The author makes no apology for keeping this book easy to understand, targeting the book at everyone from the CEO to front line operatives and taking each of them on a journey from complexity to simplicity.
The business architecture referred to here is not the traditional element of the IT based Enterprise Architecture, but a framework that is totally business oriented and in which the whole business, including IT, can commit to in order to truly understand their problems and most of all the potential to genuinely improve the business.
The book discusses and describes in detail how business architecture can be used to effectively interpret, communicate and coordinate the strategic and operational requirements and provides clear leadership for the design of business transformation including the development of information systems and associated infrastructure.
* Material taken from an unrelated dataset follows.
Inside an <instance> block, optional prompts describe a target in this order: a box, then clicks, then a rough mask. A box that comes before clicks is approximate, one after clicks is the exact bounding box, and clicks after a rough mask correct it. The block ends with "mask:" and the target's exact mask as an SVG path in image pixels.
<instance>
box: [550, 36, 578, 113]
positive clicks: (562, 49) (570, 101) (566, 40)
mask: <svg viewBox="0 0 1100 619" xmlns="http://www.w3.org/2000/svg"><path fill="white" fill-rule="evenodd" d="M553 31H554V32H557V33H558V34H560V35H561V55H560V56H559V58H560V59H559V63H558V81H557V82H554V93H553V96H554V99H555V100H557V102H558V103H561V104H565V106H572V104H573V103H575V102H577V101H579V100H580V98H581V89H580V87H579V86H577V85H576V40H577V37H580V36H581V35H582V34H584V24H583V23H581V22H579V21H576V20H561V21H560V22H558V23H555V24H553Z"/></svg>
The book explains how, when we understand each component and the relationships involved (both existing and potential), we can answer so many new questions and hypothesis, all of which can serve a useful purpose that everyone involved can understand.
The author makes it very clear that business architecture belongs to the business not the architect. That once established, with the assistance of the business architect, it is a facility for business managers, subject matter experts and local design teams to project changes in the architecture to support collaborative decision-making.
It allows managers to hypothesize with projections of how the business could perform better through changes and improvements in the business architecture.
The book demonstrates how with this business architecture we can reduce the time involved in making decisions, implementing business change and transforming the business including using time efficient techniques such as prototyping business architecture hypothesis.